The Final 100 Days: The Battle of Valenciennes - November 1, 1918

5:15 AM. The crash of an artillery bombardment signals the beginning of the Canadian assault on Valenciennes.

Roaring with power, the initial artillery barrage accurately eliminated enemy strongpoints in and around Mont Houy. Given Valenciennes’ status as a logistical centre with a huge civilian presences, any artillery attacks near the city itself had to have been executed with a surgical accuracy. 

The 44th and 47th Battalions followed the barrage as closely as they could. As the barrage crept forward, the Canadians crossed over hundreds of dead and dying Germans. Although the Corps still encountered pockets of resistance amongst the ruins, the effectiveness of the barrage was apparent.
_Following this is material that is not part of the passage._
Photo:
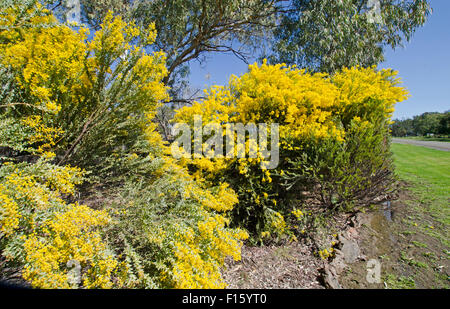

In fact, the barrage had all but nullified German resistance in the village of Aulnoy. The 1st Company of the 44th arrived just as German engineers planned to demolish a bridge - they were shot dead before they could do so. 

On the left, the 2nd Company of the 44th moved on Mont Houy. Shattered German defences fell quickly, and it took only 45 minutes for the 44th Battalion to capture their objectives. 

The 46th Battalion picked up where the 44th had left off. Pushing through the recently established front line, the 46th soon encountered a difficult problem. The rapidity of their advance had seen over 600 prisoners captured - nearly double the number of men in the 46th battalion. 

As some men took the prisoners back to the rear, the reduced 46th pushed through two and a half kilometres of German defences and residential areas. 

In house-to-house fighting, or open field engagements, the 46th fought stalwartly. In fact, the last Victoria Cross of the First World War was awarded to Hugh Cairns, a Sergeant with the battalion. 

On the left of the 46th, the 47th Battalion flanked around Mont Houy, and attacked Le Poirier Station. They encountered similar conditions to their compatriot Battalions - shattered defences with pockets of resistance. However, the pushed through, and reached their objectives at the Canal de L’Escaut by 10:20. 

The Canadians had captured the terrain south of the city, but stiff urban fighting still awaited them in the city of Valenciennes.